Probabilistic computation with emerging covariance: towards efficient uncertainty quantification,
Hengyuan Ma, Yang Qi, Li Zhang, Wenlian Lu, Jianfeng Feng

This repository provides implementation for training and evaluating moment neural networks (MNNs) trained through the Supervised Mean and Unsupervised Covariance (SMUC) approach based on the Pytorch library.

Abstract

Building robust, interpretable, and secure artificial intelligence system requires some degree of quantifying and representing uncertainty via a probabilistic perspective, as it allows to mimic human cognitive abilities. However, probabilistic computation presents significant challenges due to its inherent complexity. In this paper, we develop an efficient and interpretable probabilistic computation framework by truncating the probabilistic representation up to its first two moments, i.e., mean and covariance. We instantiate the framework by training a deterministic surrogate of a stochastic network that learns the complex probabilistic representation via combinations of simple activations, encapsulating the non-linearities coupling of the mean and covariance. We show that when the mean is supervised for optimizing the task objective, the unsupervised covariance spontaneously emerging from the non-linear coupling with the mean faithfully captures the uncertainty associated with model predictions. Our research highlights the inherent computability and simplicity of probabilistic computation, enabling its wider application in large-scale settings.

Model summary

In models.py module, we provide full-connected MNN (Heaviside2, ReluNet2), mixed MNN (CNN_ReluNet2, CNN_Heaviside2), and the corresponding verision using batch-wise trick (Heaviside, ReluNet, CNN_ReluNet, CNN_Heaviside).

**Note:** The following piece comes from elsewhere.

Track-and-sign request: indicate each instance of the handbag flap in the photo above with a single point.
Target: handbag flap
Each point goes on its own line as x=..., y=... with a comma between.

The architecture of this repository

  • activations.py: Heaviside and ReLU moment activation.
  • models.py: network architectures of MNN such as Heaviside, ReluNet, CNN_ReluNet, CNN_Heaviside.
  • stoc_models.py: full-connected feed-forward stochastic neural network.
  • utils.py: useful utilities for analyzing results of MNN.
  • dataset.py: preprocessing of datasets.
  • test_classification.py: examples for training and evaluating MNN for classification tasks.
  • test_regression.py: examples for training and evaluating MNN for regression tasks.
  • test_ood.py: demo for out-of-detection detection using MNN.
  • test_attack.py: demo for gradient-based adversarial attack defending and awareness using MNN.
  • test_stoc_models.py: demo for simulating stochastic network using parameters of MNN.
  • data: directory for storing datasets such as UCI regression dataset and notMNIST dataset.
  • checkpoints: directory for storing some pretrained checkpoints.

Dependencies

  • python 3.7
  • pytorch: 1.11.0
  • torchvision: 0.12.0
  • scipy: 1.7.3
  • numpy: 1.21.6
  • matplotlib: 3.5.1

Demo

Classification task

Code for training a Moment Neural Network (MNN) using the Supervised Mean and Unsupervised Covariance (SMUC) approach for image classification tasks on MNIST, FashionMNIST, CIFAR-10, and CIFAR-100. To provide a demonstration, we have constructed different architectures for each dataset, and feel free to modify them according to your specific needs. For the MNIST dataset, we have included an example of a fully-connected network. For the FashionMNIST dataset, we have provided an example of a modified LeNet5 network. For the CIFAR-10 dataset, we have included an example of a modified VGG13 network. For the CIFAR-100 dataset, we have included an example of a modified VGG13 network with large channels number.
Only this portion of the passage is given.